Software systems will eventually contribute to their own maintenance using implementations of self-awareness. Understanding how to specify, model, and implement software with a sense of self is a daunting problem. This research draws inspiration from the automatic functioning of a gimbal---a self-righting mechanical device that supports an object and maintains the orientation of this object with respect to gravity independently of its immediate operating environment. A software gimbal exhibits a self-righting feature that provisions software with two auxiliary mechanisms: a historical mechanism and a reflective mechanism. The historical mechanism consists of behavior classifiers trained on statistical models of data that are collected from executions of the program that exhibit known behaviors of the program. The reflective mechanism uses the historical mechanism to assess an ongoing or selected execution.

This dissertation presents techniques for the identification and modeling of program execution features as statistical models. It further demonstrates how statistical machine-learning techniques can be used to manipulate these models and to construct behavior classifiers that can automatically detect and label known program behaviors and detect new unknown behaviors. The thesis is that statistical summaries of data collected from a software program's executions can model and predict external behaviors of the program.
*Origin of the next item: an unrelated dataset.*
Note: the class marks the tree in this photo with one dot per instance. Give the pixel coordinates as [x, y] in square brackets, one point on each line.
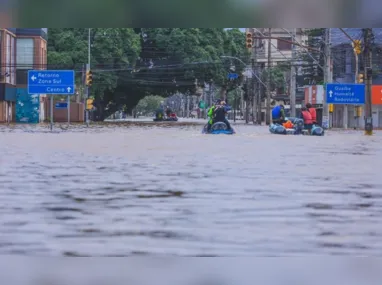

This dissertation presents three control-flow features and one value-flow feature of program executions that can be modeled as stochastic processes exhibiting the Markov property. A technique for building automated behavior classifiers from these models is detailed. Empirical studies demonstrating the efficacy of this approach are presented. The use of these techniques in example software engineering applications in the categories of software testing and failure detection are described.